Fake Amazon unauthorized order or charge phishing — non-official sender impersonates Amazon falsely claiming an unauthorized order has been placed or an unexpected charge has appeared on the recipient's account, directing them to call a toll-free number or click a link to cancel, dispute, or refund the fraudulent transaction
fake-amazon-order-unauthorized-charge-phish
What this tier means
High-confidence threat indicator — phishing, impersonation, BEC, or scam pattern. Strong contributor to the trash decision.

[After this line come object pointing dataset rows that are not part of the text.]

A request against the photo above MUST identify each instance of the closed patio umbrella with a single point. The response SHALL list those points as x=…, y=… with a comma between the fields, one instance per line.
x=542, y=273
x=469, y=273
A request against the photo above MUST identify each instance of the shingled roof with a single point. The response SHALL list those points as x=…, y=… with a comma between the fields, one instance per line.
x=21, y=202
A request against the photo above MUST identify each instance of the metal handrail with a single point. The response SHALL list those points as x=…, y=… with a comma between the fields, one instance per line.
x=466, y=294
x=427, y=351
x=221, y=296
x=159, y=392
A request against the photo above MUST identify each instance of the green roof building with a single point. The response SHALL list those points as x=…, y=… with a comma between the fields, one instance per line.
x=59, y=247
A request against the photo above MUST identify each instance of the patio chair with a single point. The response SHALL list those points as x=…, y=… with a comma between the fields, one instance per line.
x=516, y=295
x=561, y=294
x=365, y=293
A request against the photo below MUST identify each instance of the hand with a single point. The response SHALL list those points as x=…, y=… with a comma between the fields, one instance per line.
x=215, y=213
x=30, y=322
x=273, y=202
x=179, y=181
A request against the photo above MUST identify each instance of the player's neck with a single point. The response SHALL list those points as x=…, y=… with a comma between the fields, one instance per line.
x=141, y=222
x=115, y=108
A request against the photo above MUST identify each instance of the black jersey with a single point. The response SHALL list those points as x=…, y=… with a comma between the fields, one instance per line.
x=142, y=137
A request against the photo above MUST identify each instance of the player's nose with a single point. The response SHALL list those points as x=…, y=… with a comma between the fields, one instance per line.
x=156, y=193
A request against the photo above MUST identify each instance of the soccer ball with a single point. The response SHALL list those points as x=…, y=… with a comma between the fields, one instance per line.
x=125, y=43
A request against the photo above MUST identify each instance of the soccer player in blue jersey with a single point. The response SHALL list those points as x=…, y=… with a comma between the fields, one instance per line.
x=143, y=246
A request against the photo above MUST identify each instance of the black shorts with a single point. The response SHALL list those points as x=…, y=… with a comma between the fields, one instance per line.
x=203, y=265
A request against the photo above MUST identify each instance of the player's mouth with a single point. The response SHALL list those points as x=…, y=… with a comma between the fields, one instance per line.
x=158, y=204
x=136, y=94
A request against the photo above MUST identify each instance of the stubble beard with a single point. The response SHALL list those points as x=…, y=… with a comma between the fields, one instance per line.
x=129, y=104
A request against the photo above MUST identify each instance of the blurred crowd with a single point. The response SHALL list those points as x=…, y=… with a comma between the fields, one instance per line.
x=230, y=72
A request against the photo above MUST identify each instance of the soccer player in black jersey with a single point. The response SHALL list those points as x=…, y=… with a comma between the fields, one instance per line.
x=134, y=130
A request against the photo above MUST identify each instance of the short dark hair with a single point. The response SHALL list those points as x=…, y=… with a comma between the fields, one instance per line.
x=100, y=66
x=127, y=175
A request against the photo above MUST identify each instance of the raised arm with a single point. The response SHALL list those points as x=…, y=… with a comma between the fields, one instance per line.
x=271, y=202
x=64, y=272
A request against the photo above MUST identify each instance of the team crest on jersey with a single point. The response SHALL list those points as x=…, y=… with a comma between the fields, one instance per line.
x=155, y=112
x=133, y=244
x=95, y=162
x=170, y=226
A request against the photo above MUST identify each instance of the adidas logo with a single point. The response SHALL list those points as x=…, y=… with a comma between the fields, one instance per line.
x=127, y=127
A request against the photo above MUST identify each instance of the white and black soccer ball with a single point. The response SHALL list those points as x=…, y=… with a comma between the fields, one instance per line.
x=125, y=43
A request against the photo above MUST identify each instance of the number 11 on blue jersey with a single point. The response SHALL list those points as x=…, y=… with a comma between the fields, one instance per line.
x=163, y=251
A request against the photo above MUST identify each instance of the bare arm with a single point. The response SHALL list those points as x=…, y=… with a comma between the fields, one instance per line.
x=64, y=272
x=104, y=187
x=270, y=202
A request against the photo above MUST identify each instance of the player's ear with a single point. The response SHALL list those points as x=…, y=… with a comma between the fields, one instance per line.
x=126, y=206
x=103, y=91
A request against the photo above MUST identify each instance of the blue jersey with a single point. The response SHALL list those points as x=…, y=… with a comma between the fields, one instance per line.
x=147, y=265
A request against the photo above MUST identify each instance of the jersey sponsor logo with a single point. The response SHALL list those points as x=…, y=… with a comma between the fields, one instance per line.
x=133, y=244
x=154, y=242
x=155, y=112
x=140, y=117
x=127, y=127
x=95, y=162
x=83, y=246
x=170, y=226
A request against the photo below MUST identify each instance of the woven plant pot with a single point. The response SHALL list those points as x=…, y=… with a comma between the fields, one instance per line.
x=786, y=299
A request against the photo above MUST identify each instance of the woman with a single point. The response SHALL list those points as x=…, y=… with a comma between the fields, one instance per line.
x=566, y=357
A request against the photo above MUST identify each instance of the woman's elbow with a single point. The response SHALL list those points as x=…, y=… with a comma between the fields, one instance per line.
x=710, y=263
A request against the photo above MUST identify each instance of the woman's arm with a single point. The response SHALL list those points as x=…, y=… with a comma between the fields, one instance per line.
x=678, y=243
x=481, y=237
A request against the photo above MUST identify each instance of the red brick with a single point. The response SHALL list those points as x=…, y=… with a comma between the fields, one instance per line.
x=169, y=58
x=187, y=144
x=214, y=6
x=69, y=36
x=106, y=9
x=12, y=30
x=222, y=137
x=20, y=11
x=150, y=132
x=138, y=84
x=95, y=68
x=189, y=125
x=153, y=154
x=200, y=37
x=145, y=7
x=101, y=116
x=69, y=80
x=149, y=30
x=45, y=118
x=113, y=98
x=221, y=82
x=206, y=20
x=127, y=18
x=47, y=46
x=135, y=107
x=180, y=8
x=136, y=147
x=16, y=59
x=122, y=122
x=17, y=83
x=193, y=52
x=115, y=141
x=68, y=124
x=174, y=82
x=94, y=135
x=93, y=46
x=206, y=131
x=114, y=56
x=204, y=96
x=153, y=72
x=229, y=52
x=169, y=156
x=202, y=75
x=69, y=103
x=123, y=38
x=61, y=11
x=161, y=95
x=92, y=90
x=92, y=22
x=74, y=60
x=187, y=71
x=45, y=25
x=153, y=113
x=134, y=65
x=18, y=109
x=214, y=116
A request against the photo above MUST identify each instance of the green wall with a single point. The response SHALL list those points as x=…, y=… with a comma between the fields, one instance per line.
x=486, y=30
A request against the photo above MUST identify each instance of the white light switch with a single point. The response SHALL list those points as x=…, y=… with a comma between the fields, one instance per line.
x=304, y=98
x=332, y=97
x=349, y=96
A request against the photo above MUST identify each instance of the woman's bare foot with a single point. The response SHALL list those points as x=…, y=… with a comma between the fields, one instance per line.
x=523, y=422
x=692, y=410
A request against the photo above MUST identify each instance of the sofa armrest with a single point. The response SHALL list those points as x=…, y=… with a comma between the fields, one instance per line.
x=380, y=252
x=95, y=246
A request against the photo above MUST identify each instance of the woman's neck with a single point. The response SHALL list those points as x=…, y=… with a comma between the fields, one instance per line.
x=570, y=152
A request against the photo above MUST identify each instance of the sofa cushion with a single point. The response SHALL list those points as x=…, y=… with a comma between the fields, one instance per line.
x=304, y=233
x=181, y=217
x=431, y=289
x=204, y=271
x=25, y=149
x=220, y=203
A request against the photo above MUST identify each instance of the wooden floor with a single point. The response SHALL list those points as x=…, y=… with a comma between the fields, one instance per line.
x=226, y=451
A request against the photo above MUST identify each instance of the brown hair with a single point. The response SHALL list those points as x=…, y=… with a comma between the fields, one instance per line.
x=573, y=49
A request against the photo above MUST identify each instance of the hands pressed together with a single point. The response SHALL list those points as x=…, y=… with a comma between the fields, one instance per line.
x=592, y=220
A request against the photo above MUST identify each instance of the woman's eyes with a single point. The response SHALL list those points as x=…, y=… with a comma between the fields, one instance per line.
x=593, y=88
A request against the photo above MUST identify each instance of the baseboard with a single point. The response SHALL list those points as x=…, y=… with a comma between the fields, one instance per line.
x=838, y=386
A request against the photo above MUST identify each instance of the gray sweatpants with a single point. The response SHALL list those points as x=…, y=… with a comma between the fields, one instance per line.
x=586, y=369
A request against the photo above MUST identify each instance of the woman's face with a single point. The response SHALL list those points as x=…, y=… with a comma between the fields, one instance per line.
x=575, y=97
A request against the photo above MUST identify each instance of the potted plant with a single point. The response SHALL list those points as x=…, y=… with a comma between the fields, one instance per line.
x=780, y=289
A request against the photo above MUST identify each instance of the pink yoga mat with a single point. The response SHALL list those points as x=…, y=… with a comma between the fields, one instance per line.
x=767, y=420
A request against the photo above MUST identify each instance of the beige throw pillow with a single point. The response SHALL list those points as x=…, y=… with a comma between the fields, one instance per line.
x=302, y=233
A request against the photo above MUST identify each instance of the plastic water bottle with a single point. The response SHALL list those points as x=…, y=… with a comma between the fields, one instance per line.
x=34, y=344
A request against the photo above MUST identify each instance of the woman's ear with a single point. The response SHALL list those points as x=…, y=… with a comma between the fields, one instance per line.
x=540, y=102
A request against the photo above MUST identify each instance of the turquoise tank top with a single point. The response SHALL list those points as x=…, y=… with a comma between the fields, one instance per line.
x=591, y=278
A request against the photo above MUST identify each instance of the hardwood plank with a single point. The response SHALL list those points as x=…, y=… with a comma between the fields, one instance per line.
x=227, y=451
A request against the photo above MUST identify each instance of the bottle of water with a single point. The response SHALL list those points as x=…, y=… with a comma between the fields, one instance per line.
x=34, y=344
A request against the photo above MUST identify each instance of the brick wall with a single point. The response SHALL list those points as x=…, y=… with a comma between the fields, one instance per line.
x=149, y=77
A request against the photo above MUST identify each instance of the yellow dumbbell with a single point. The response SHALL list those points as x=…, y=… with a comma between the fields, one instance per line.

How Gorganizer detects this
Phishing emails impersonating Amazon falsely claiming an unauthorized order has been placed or an unexpected charge has appeared on the recipient's account — directing them to call a toll-free number or click a link to cancel, dispute, or refund the fraudulent transaction. When victims call, scammers impersonate Amazon customer service and request remote access, gift card codes, or banking credentials. When victims click, they land on credential-harvesting portals that replicate the Amazon login page. Key facts: (1) FBI IC3 2023: Amazon-branded phishing and impostor fraud is consistently among the top 3 most-impersonated brands in consumer fraud complaints; (2) Amazon sends legitimate order confirmations exclusively through @amazon.com domains with full order details — real Amazon fraud alerts never include a phone number to call or a generic click-here link without order specifics; (3) "Call immediately to cancel" framing is a social engineering technique exploiting the fear of financial loss — Amazon cancellations are handled through the website, never through third-party phone numbers; (4) The fake orders frequently reference specific dollar amounts ($299, $449) to maximize alarm and reduce the victim's impulse to verify independently. Warning signs: sender domain not matching amazon.com, vague order confirmation without item details, toll-free number embedded in the email, urgency to call or click immediately.
False-positive guard
Every signal in Gorganizer feeds a multi-module score — never a sole verdict. This is a threat-tier signal — it adds a strong contribution to the trash score. The full pipeline still requires convergence across multiple modules + a margin over the safety floor before deletion happens, and Gmail's trash (30-day recovery) is always used — never permanent delete.
About the scoring engine
Gorganizer's scoring engine emits over 1,800 signals across six modules — headers, sender, subject, body, attachments, and structural metadata. Every email is scored by every module independently; the final verdict requires multiple modules to agree and the trash score to beat the safety floor by a margin.
Sacred safety guards — never delete starred emails, replies, calendar invites, receipts/invoices, or attachments — apply unconditionally regardless of any signal.